Para filsuf Tiongkok juga memberikan etika hidup dalam pergaulan dengan sesama. Etika Konfusius itu menekankan kasih persaudaraan dan kasih keluarga. Kasih persaudaraan itu menyoal memperhatikan kepentingan sesama. Sementara kasih keluarga itu berarti nenek moyang, leluhur, dan keluarga harus dihormati dan dijunjung tinggi. Lain lagi sumbangan Mensius berkaitan dengan etika hidup. Menurutnya, manusia harus memiliki hati yang lurus. Hati yang lurus itu dapat mengalahkan kejahatan yang ada di dalam dirinya. Sementara sumbangan Mo Tsu berkaitan dengan emosi. Emosi itu harus dikalahkan karena emosi itu menghambat manusia untuk melaksanakan tugasnya dengan baik. Etika yang digagas para filsuf Tiongkok dibangun atas aturan dan tata krama klasik yang terdiri dari dari 4 kaidah yaitu sopan santun (Li), satria, fair (I), bersih tidak korupsi (lien), tahu malu (tze) dan 3 aturan yaitu atasan sopan bawahan setia, orang tua kasih sayang anak berbakti, suami-istri harmonis. Etika Tiongkok klasik itu diresapi dengan Chang (kaidah abadi): Pengasih/ penyayang, bijaksana, sopan santun, cerdas atau pikiran tenang, tahu mana yang salah dan mana yang benar, pegang janji atau dapat dipercaya. Etika hidup yang telah disebutkan di atas mencapai kepenuhannya di dalam cinta universal sebagaimana yang dikatakan oleh Mo Tsu. Cinta universal itu memberi manfaat bagi dirinya sendiri, orang lain bahkan dunia.

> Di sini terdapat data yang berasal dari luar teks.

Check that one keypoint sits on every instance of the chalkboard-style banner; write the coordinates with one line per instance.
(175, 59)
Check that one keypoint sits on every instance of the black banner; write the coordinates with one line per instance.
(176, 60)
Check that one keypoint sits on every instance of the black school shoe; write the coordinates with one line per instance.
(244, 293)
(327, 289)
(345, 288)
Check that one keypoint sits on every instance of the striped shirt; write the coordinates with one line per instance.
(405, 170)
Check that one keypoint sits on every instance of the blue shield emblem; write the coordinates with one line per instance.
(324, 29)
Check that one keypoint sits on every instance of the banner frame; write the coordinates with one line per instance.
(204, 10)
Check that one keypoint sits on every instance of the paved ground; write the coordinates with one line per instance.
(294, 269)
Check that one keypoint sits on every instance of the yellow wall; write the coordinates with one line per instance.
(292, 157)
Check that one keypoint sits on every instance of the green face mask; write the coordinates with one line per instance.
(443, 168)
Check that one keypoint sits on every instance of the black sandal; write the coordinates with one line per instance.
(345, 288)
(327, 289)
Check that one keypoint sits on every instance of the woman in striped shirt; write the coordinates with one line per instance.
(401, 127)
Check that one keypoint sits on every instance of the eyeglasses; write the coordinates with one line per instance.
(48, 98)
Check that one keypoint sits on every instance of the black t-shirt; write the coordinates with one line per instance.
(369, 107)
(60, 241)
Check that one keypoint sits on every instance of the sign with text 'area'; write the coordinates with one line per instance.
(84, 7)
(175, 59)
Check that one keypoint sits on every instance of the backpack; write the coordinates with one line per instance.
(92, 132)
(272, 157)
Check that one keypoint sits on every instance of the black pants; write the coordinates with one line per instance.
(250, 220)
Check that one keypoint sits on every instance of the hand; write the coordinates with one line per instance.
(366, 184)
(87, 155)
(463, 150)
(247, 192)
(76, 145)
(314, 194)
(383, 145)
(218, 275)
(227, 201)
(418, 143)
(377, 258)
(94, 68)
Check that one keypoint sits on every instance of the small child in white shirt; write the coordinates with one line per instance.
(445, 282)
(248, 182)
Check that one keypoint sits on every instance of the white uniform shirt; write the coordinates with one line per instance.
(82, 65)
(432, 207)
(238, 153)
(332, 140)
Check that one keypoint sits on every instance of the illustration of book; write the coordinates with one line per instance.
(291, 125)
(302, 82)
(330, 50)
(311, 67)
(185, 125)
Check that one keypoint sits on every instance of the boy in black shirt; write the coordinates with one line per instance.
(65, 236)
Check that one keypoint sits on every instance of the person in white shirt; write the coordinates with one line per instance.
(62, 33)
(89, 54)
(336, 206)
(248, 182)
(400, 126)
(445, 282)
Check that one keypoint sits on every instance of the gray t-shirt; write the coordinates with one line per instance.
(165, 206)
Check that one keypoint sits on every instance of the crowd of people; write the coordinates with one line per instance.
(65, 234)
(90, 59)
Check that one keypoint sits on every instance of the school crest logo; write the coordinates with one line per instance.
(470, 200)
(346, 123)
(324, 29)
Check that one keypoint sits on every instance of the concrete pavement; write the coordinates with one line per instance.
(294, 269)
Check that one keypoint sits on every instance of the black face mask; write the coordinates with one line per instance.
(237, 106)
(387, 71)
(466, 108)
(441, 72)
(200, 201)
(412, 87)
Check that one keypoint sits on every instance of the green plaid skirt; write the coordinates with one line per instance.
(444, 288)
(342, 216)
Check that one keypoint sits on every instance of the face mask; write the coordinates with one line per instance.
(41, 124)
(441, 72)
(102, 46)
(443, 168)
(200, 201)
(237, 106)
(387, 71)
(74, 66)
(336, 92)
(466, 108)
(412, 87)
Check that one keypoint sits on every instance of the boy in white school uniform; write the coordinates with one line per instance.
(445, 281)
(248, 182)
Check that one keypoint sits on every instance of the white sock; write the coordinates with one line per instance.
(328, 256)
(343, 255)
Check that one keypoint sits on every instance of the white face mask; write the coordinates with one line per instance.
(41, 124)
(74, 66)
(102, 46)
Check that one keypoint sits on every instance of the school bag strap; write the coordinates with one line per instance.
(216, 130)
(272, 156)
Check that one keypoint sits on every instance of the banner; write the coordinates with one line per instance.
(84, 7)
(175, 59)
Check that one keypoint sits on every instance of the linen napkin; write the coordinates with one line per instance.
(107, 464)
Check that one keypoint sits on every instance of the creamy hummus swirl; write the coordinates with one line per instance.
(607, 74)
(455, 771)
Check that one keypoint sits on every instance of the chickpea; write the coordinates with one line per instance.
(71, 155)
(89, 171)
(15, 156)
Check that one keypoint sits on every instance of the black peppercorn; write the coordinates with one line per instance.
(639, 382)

Memang filsafat Tiongkok tidak dapat dipisahkan sekaligus identik dengan keharmonian dan keselarasan. Keharmonian dan keselarasan merupakan konsep kunci dalam pemikiran Tiongkok. Keselarasan (Li) merupakan asal usul segala sesuatunya (Konfusius) dan tujuan keselarasan (Li) adalah keharmonisan atau keselarasan itu sendiri. Maka tujuan hidup manusia adalah menyelaraskan dengan Li itu sendiri (Hun Tsu & Konfusius).
Hidup manusia juga tidak dapat dipisahkan dari Sang Pencipta. Kesadaran ini sudah dipikirkan oleh para filsuf Tiongkok. Untuk menyebut Tuhan, mereka memakai istilah yang beragam. Antara lain Langit, Tien, Surga. Semua istilah itu mau mengatakan bahwa para filsuf Tiongkok menganut paham Theisme. Menurut Konfusius Tuhan itu mengatur dan menata segala sesuatunya termasuk alam semesta dan hidup manusia. Ada penyelenggaraan ilahi yang menata segala sesuatunya. Pendek kata ada predestinasi. Lain lagi Hun Tsu dan Mo Tsu. Mereka berdua tetap menghormati adanya Tuhan tetapi menolak predestinasi. Gejala alam itu tidak menentukan hidup manusia. Namun manusialah yang menjadi penentu hidupnya. Artinya hidupnya tergantung pada dirinya bukan pada alam ataupun Tuhan sebagaimana yang dikatakan oleh Konfusius. Apa yang diajarkan oleh Konfusisus menurut Mo Tsu membuat manusia menyerah pada nasib (fatalitas) sehingga manusia hidup di dalam kemalasan. Agar manusia dapat mengalahkan kemalasan dan cakap dalam memimpin serta menentukan hidupnya, maka diperlukan kecerdasan. Bagi Mo Tsu Tuhan adalah Tao dan Tao menyadarkan manusia dan mengajak setiap orang untuk hidup selaras dan berkelakuan sesuai dengan hati nuraninya. Selain itu, menurut Lao Tsu, Tuhan dapat dihayati dan dirasakan kehadirannya melalui pengalaman personal.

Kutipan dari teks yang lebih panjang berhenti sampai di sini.